Comparative hypothesis testing (t-test, ANOVA, paired design)	hist2RNA uses group t-tests & ANOVA; AFExNet runs paired t-tests against baselines.
Correlation & multiple-testing control	Spearman + FDR across 138 genes in hist2RNA.
Model-evaluation under class imbalance	AFExNet employs SMOTE and reports MCC, κ; BioFusionNet designs weighted loss.
Omics feature validation (GO / pathway enrichment)	AFExNet links latent-space genes to olfactory-transduction pathway.
Rigorous cross-validation & benchmarking	5-fold experiments compare up to 12 classifiers (AFExNet) and 6 fusion baselines (BioFusionNet).

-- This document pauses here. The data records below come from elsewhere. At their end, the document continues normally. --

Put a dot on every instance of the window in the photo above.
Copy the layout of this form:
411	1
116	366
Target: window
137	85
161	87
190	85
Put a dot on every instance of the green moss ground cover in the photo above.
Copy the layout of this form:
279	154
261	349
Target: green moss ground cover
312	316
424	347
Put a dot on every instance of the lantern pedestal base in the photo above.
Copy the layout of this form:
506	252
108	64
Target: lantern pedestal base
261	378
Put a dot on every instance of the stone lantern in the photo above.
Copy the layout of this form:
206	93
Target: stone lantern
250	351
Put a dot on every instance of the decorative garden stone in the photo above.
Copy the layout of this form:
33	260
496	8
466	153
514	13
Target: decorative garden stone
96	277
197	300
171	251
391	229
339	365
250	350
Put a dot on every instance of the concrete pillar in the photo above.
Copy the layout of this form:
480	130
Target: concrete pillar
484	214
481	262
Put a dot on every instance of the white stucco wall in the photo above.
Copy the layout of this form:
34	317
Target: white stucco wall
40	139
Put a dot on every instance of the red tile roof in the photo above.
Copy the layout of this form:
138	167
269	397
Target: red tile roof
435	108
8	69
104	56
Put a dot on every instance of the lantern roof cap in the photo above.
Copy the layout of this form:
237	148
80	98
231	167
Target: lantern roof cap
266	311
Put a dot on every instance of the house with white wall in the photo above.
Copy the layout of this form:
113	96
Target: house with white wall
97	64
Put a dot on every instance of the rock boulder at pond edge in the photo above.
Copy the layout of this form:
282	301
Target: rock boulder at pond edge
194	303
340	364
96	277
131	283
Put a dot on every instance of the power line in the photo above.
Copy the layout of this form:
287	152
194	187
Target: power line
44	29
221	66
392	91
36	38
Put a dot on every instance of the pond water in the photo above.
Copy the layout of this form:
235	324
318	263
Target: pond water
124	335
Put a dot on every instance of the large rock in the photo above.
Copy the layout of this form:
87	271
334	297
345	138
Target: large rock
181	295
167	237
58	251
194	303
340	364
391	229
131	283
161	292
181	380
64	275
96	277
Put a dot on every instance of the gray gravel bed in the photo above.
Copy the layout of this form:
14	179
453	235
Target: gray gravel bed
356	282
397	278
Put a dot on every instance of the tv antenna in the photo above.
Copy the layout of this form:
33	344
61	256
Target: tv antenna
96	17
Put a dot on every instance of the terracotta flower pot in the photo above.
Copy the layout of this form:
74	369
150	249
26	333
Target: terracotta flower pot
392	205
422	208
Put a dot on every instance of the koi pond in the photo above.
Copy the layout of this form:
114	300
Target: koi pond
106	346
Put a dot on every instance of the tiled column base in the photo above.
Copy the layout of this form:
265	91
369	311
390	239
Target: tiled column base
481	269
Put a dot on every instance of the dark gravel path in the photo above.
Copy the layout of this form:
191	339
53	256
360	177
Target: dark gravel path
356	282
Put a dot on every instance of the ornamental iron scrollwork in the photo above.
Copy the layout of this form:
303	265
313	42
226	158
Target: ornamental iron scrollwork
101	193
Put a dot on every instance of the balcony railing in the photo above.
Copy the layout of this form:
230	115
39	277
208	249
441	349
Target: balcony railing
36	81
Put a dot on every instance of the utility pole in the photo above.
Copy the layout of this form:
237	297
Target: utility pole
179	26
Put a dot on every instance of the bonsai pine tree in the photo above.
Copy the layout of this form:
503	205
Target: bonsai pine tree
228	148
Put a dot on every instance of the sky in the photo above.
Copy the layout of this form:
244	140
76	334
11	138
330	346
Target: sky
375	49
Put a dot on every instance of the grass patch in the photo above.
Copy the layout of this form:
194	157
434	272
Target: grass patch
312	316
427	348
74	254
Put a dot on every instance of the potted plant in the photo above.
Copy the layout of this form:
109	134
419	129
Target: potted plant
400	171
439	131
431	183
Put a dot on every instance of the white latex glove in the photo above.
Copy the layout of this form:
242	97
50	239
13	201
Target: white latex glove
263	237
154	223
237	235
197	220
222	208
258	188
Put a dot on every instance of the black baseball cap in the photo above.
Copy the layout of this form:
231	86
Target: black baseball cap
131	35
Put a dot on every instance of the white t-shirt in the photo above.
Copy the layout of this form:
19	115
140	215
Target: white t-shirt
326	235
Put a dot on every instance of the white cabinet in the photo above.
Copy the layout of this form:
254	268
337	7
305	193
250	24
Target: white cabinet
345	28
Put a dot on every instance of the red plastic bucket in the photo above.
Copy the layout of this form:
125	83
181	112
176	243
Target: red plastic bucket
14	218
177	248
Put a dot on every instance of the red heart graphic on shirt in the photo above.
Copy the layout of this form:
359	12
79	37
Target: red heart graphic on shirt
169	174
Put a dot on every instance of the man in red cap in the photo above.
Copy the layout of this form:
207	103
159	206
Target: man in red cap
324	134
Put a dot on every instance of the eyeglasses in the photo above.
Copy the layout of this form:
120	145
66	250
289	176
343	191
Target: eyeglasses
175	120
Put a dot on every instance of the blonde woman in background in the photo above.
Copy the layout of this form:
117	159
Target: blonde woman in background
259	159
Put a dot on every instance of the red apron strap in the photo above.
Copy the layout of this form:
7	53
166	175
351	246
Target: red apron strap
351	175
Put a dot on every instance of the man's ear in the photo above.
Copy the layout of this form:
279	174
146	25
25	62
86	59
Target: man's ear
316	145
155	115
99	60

Design & validation of polynomial and ratio regressions	Anemia paper's Hb = N⁄D quadratic model ported to FPGA with bit-exact MATLAB parity
Model-selection & residual diagnostics for linear/non-linear regression	Stepwise search, Hougen non-linear comparison, and residual plots in chlorophyll paper
Goodness-of-fit metric reporting (R², Adj-R², RMSE, F, p)	Chlorophyll study publishes a 14-model table with full metrics to justify choice
Hardware-level verification of statistical models	FPGA RTL vs MATLAB parity test confirms fixed-point implementation accuracy for Hb regression
Threshold-based clinical/agronomic decision rules	10 g/dL anemia flag and chlorophyll thresholds hard-wired in FPGA logic

In short: Raktim's work covers the full biostatistical spectrum—from classic parametric tests and survival modelling to modern cross-validated machine-learning metrics and enrichment analyses—illustrating both theoretical command and practical execution in large-scale omics studies.